Strategies to Reduce Energy and Resources in Chip Multiprocessor Systems
A new architectural style known as chip multiprocessor (CMP) has recently emerged, where two or more processor cores are manufactured on the same die. This architectural style comes with many promises such as high performance for applications with much thread-level parallelism (TLP) and shorter design times due to its modularized design. Nevertheless, a new architectural paradigm also introduces new design challenges.
This thesis addresses the technical problem of how to design more efficient CMP systems in terms of energy and memory utilization. It contributes with design strategies that fall into three categories, consisting of design principles to reduce energy dissipation and main memory resources without reducing performance, design recommendations to balance the exploited instruction level parallelism (ILP) and TLP in a CMP, and a methodology to reduce simulation time when evaluating future designs.
Two of the proposed design principles can together reduce the energy dissipation in the L1-caches and translation-lookaside buffers by 30%. Secondly, it is shown that it is possible to tolerate ten times longer access latency to 70% of the main memory, which can be exploited by compression techniques to reduce the amount of memory by 30%. A novel compression scheme applied to the entire main memory is proposed and evaluated and is shown to reduce the needed memory resources by 30%. These reductions do not have any significant negative effect on performance.
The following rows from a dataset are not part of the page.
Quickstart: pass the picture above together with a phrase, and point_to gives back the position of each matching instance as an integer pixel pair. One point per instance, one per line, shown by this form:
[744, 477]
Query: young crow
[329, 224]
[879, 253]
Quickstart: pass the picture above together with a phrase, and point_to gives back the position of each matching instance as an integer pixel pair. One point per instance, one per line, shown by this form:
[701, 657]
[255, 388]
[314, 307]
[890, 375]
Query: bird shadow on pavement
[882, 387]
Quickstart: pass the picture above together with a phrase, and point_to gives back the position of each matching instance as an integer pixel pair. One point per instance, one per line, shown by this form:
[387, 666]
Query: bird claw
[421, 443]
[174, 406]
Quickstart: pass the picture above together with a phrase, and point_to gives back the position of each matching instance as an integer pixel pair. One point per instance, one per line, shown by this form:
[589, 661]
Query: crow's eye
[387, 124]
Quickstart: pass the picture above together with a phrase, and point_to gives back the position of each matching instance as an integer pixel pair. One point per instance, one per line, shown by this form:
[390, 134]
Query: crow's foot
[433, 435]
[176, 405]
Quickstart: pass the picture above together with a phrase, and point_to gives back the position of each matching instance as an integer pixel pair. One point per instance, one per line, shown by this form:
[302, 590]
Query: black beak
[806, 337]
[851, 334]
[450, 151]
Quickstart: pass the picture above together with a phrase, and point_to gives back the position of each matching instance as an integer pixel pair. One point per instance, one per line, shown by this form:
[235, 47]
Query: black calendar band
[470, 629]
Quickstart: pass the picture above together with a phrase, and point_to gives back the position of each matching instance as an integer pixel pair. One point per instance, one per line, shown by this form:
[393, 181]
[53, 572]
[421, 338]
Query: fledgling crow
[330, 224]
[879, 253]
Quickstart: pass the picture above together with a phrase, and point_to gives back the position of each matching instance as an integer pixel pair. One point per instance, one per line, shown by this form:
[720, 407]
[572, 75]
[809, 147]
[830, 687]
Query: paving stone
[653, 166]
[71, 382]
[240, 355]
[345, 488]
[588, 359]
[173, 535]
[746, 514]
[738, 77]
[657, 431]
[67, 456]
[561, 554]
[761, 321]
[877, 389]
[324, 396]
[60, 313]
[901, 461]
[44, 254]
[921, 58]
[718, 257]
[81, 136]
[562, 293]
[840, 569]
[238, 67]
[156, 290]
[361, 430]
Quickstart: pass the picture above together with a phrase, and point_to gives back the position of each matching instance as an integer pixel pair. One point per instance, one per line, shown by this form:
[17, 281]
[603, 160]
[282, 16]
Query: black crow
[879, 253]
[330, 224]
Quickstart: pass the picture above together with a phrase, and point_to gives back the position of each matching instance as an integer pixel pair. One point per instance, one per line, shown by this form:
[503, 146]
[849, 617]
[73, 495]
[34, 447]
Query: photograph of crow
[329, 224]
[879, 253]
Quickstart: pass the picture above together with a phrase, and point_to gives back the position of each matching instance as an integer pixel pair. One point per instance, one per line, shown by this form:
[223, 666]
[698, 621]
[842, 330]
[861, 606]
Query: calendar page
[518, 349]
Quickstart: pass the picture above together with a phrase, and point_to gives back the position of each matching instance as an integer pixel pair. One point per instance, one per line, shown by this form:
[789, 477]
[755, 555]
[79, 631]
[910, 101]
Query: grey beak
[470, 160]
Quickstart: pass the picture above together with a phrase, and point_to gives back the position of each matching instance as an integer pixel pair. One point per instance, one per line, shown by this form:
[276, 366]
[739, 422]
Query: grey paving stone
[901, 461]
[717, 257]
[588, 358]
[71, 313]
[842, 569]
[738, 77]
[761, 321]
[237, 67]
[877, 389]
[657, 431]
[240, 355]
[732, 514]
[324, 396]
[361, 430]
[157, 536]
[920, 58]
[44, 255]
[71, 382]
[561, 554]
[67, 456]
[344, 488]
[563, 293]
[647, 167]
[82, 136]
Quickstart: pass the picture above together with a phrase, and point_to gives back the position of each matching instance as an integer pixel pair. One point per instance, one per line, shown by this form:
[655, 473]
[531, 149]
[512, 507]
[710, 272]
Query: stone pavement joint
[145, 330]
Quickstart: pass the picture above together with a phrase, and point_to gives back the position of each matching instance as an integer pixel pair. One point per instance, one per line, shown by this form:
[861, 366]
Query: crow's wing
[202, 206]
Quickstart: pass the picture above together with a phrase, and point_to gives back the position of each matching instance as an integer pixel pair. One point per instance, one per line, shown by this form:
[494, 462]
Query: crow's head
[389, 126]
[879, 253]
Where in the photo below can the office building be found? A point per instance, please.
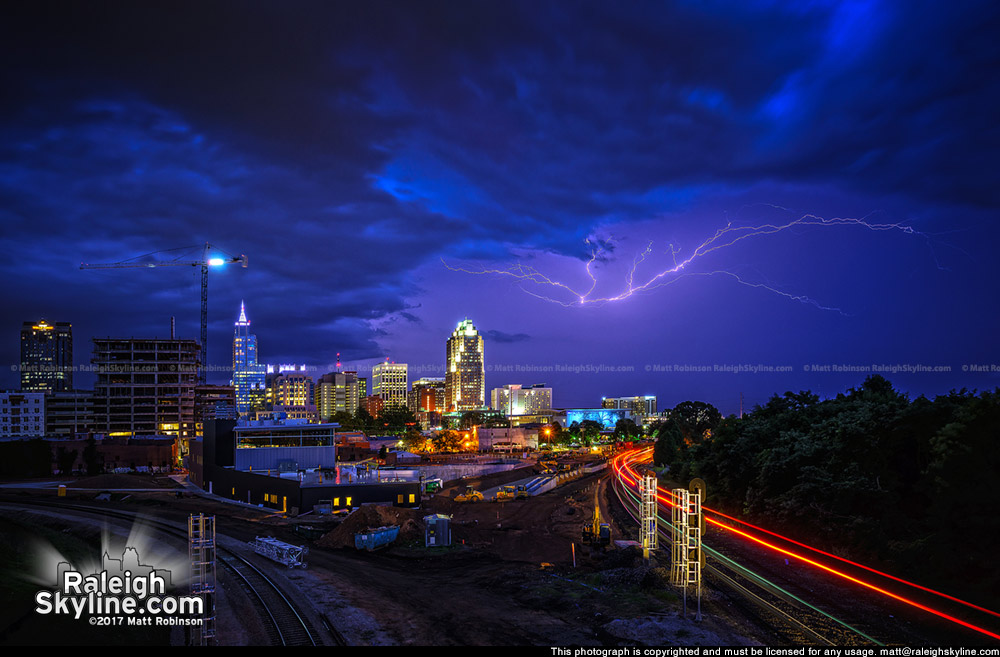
(69, 413)
(336, 392)
(248, 375)
(465, 374)
(645, 405)
(389, 382)
(46, 356)
(22, 414)
(513, 400)
(427, 395)
(145, 387)
(289, 385)
(212, 402)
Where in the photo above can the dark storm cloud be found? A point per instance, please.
(344, 145)
(507, 338)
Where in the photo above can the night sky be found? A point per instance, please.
(360, 153)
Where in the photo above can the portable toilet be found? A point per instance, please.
(438, 532)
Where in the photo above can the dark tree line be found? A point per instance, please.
(910, 483)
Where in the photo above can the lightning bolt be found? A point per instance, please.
(634, 282)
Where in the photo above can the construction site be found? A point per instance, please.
(508, 567)
(550, 552)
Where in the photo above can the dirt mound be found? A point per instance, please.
(409, 521)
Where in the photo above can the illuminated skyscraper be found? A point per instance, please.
(248, 375)
(465, 376)
(389, 382)
(513, 400)
(336, 392)
(46, 357)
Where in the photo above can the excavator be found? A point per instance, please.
(470, 495)
(505, 494)
(597, 534)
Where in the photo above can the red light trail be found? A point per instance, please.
(626, 473)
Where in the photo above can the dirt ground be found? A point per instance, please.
(488, 588)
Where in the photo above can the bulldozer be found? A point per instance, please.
(504, 494)
(470, 495)
(597, 534)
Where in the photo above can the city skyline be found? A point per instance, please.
(594, 149)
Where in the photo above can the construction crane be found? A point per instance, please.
(210, 257)
(597, 534)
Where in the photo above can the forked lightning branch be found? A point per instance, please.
(119, 600)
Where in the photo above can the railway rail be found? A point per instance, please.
(785, 615)
(282, 621)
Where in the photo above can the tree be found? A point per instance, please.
(695, 420)
(447, 441)
(668, 442)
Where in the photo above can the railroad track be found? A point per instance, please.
(788, 617)
(283, 624)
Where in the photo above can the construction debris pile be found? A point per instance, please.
(371, 516)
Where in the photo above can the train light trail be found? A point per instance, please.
(842, 559)
(665, 499)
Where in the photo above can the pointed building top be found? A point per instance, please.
(243, 321)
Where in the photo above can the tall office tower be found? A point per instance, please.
(145, 387)
(69, 413)
(389, 382)
(46, 356)
(426, 394)
(465, 374)
(645, 405)
(520, 400)
(248, 374)
(335, 392)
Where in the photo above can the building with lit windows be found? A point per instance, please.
(513, 400)
(389, 381)
(426, 394)
(22, 414)
(289, 385)
(426, 400)
(644, 405)
(145, 387)
(46, 356)
(69, 413)
(212, 402)
(465, 373)
(336, 392)
(248, 375)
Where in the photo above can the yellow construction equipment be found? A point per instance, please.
(505, 494)
(470, 495)
(597, 534)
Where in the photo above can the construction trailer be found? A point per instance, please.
(372, 539)
(437, 531)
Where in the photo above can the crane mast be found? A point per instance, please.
(207, 260)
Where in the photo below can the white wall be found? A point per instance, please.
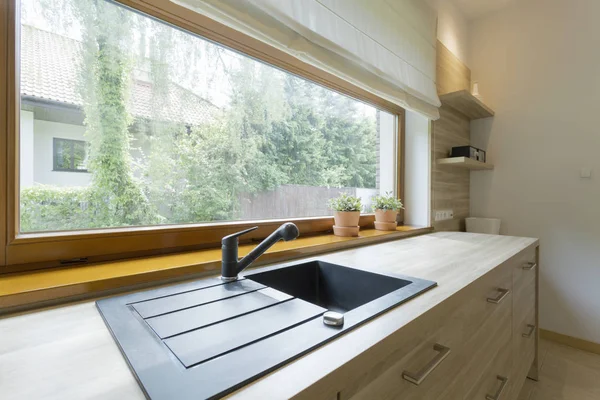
(44, 132)
(26, 149)
(537, 63)
(453, 28)
(417, 177)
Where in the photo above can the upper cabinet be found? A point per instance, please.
(467, 104)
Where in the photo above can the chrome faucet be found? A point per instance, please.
(231, 266)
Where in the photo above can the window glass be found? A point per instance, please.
(69, 155)
(175, 129)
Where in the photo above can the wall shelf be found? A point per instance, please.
(464, 102)
(464, 162)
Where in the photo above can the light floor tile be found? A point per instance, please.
(565, 374)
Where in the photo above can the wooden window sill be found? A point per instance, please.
(39, 288)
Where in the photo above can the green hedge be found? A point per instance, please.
(50, 208)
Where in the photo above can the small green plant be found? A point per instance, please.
(386, 202)
(345, 202)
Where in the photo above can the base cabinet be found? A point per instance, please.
(480, 344)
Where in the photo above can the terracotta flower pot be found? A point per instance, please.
(346, 218)
(346, 223)
(385, 220)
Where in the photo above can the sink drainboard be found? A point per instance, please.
(207, 338)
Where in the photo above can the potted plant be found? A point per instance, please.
(386, 210)
(346, 214)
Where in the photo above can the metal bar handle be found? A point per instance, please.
(504, 381)
(531, 330)
(529, 266)
(501, 296)
(420, 376)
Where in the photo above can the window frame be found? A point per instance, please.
(20, 252)
(71, 142)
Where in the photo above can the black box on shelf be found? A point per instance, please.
(468, 151)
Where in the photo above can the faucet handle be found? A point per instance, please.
(233, 238)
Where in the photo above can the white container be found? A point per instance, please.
(483, 225)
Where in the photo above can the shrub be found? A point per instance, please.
(386, 202)
(345, 202)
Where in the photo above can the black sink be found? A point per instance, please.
(330, 286)
(207, 338)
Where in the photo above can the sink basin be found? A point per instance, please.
(330, 286)
(206, 338)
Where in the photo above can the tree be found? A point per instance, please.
(272, 129)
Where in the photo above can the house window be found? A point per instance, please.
(187, 139)
(69, 155)
(182, 130)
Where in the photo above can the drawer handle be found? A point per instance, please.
(503, 381)
(531, 330)
(529, 266)
(420, 376)
(501, 296)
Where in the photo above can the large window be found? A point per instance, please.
(181, 130)
(187, 130)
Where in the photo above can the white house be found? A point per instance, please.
(52, 140)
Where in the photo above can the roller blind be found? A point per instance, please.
(386, 47)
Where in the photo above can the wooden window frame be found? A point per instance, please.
(20, 252)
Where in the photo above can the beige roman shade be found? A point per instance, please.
(386, 47)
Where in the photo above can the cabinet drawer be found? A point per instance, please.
(491, 339)
(495, 382)
(490, 302)
(523, 347)
(524, 271)
(435, 365)
(483, 310)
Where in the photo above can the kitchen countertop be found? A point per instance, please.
(67, 352)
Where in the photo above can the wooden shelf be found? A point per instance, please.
(464, 102)
(464, 162)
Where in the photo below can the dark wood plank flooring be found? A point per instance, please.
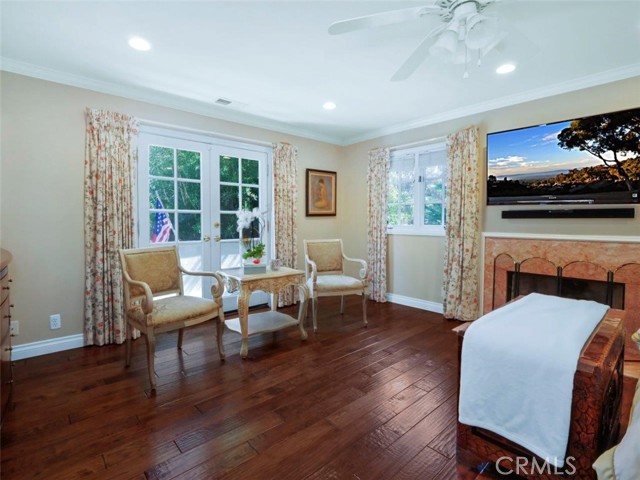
(348, 403)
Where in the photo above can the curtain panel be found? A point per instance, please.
(285, 206)
(377, 224)
(462, 248)
(110, 163)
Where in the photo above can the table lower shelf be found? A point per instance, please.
(263, 322)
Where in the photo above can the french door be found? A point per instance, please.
(189, 189)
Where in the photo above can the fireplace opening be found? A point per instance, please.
(606, 292)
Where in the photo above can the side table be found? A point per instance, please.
(273, 281)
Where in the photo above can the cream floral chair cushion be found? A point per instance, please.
(149, 273)
(324, 268)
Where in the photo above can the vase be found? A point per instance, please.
(254, 265)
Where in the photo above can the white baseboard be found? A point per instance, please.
(43, 347)
(415, 302)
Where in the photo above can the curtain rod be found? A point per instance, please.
(222, 136)
(419, 143)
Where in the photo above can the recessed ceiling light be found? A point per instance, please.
(139, 43)
(505, 68)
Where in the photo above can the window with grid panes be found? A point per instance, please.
(416, 190)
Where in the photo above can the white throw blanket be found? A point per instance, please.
(518, 364)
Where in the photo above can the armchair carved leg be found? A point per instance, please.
(128, 333)
(220, 331)
(314, 313)
(151, 352)
(180, 334)
(364, 309)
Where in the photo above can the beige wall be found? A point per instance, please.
(43, 141)
(415, 263)
(41, 185)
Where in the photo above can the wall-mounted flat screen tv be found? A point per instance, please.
(590, 160)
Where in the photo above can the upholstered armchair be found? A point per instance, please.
(324, 268)
(150, 273)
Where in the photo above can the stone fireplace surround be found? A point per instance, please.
(605, 259)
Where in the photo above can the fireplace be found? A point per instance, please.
(605, 271)
(608, 293)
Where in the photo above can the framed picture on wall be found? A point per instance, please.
(320, 193)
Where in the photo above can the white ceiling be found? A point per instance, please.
(276, 62)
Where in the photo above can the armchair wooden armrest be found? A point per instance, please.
(147, 302)
(217, 288)
(314, 268)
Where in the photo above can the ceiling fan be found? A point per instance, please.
(465, 32)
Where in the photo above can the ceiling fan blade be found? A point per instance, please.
(380, 19)
(417, 57)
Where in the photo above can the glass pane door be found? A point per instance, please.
(242, 185)
(188, 194)
(174, 204)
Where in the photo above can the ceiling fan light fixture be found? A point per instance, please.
(481, 31)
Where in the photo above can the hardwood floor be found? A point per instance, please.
(348, 403)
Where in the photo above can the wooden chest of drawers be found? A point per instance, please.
(595, 417)
(6, 375)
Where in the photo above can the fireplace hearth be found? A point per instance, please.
(608, 293)
(604, 271)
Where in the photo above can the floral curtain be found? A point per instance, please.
(285, 202)
(462, 249)
(110, 161)
(377, 224)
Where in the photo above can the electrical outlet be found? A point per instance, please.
(55, 321)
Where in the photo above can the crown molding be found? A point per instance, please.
(160, 98)
(588, 81)
(201, 108)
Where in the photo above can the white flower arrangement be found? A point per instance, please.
(250, 234)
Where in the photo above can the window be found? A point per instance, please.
(189, 187)
(416, 190)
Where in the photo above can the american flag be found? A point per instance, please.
(162, 228)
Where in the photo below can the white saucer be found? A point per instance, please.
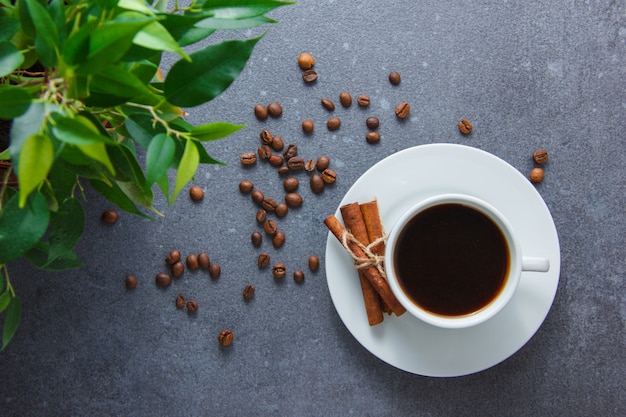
(407, 343)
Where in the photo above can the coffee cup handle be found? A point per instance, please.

Further, the trade-off between TLP and ILP is studied for applications with an abundance of TLP under a fixed area constraint. Four different design points ranging from 16 single-issue cores to two eight-issue cores are evaluated. By choosing the design point with four cores with an issue width of four it is possible to achieve close to optimal performance while still enabling single-threaded applications to run well.
Finally, a sampling technique for single-processor simulation is applied to multiprocessors. For one class of applications the technique is more efficient for multiprocessors by reducing the number of simulation points linearly with the number of processors. Another statistical technique is then proposed both for single and multiprocessor systems and reduces the required number of simulation points by one order of magnitude.